Something that struck me immediately upon opening their website was the variety of things they do. To be more specific, under the “Views” tabs they allow the editors a space to talk about outside presses, reviews or even books that they love and share it with their fans. It shows a commitment not only to the literary world but a love of it and everyone involved, because they don’t close themselves off and remain purely independent of anyone else.
Leading into this is a huge sense of personal involvement with the community, and one only needs to look at their Facebook page (directly linked from their website) to see this. They actively post pictures of their authors or quotes from their books to help promote them, because there is a strong sense that these are people too, not icons like the top authors of the day.
Besides the publication of books they also create an E-zine filled with submissions of prose, poetry and photography, all which complement each other fittingly. The writing here, looking at the November 2013 issue, is haunting, and this feeling is immediately created looking at the cover alone. They know how to create a cohesive magazine that highlights what exactly they look for in art. Right in their mission statement they talk about the “gritty urban life,” and whether the stories they publish have to do with urban settings or fantastic beasts, it’s all gritty to the core.

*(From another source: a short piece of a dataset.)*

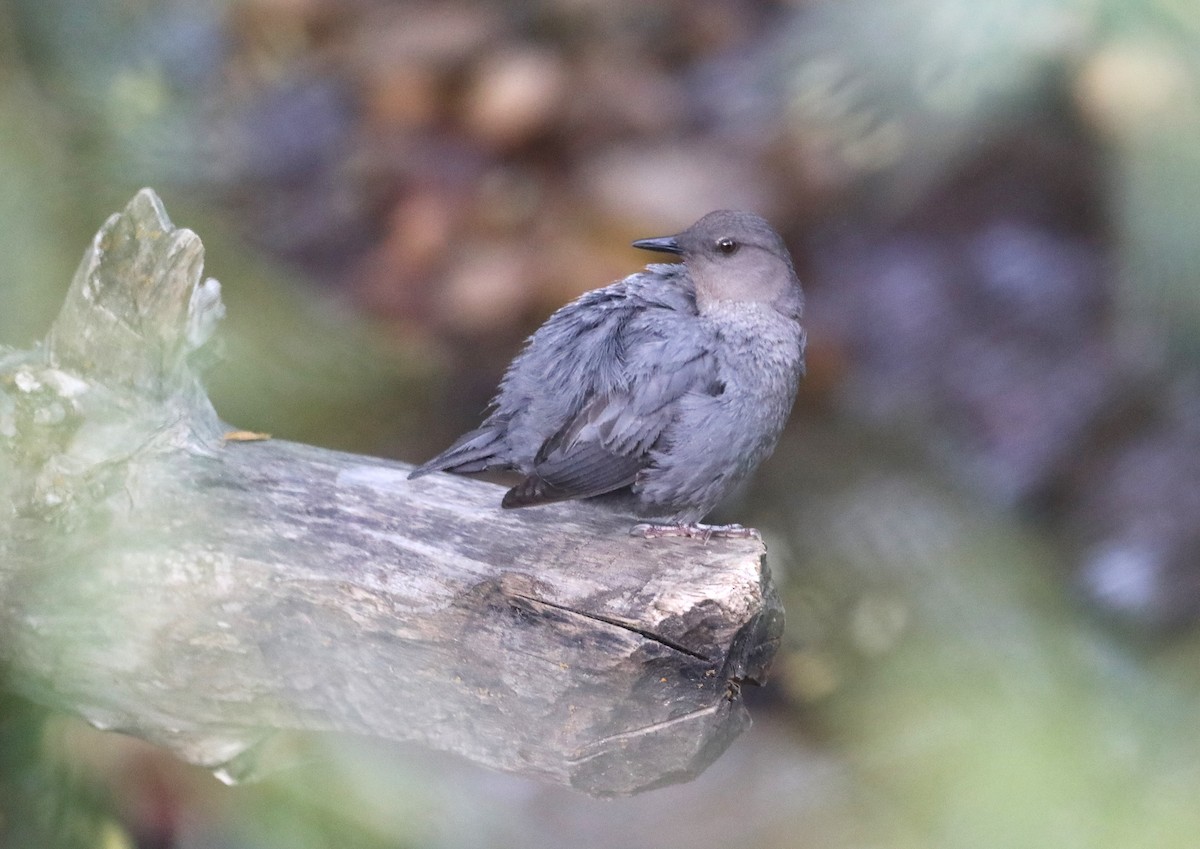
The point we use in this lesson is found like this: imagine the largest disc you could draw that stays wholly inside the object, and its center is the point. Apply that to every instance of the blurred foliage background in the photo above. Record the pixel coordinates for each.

Whether or not their editors are free to talk they have their emails listed in the “About Us” tab so people are free to email them. It’s a shame, then, that their Twitter link is broken, as Twitter has turned into a place of discussion amongst the literary community. One can assume that the editors are friendly, based off of the little blurbs they post about themselves, and the entire website screams with excitement and willingness to delve into art. They even run their own blog, which posts a variety of things from videos to reviews to comics, expanding Curbside Splendor’s already wide horizons.
The list of books they have for sale is both wide and unique. From the minimalist design of “May We Shed These Human Bodies” by Amber Sparks or Joseph Bates’ “Tomorrowland” to the quirky “The Way We Sleep” or “Kiss As Many Women as You Can,” they each seem to hold a different yet exclusive place in the press. Having read “May We Shed These Human Bodies” I can say firsthand that they don’t shy away from the experimental, and if the covers are anything to judge the books by the literature only gets more esoteric.
Diversity seems to be something Curbside Splendor strives to do. From the wide array of covers and stories to the blog and E-zine and videos from the authors themselves, they host a variety of content that allow readers to experience different forms of reading through different mediums. There’s news, entertainment, and of course, literature. Also, for newer writers without publishers, they do have a Submittable where you can submit your book if it fits their criteria. While it may not be an ideal way the fact remains that there is an outlet, and combined with the E-zine I don’t see why not.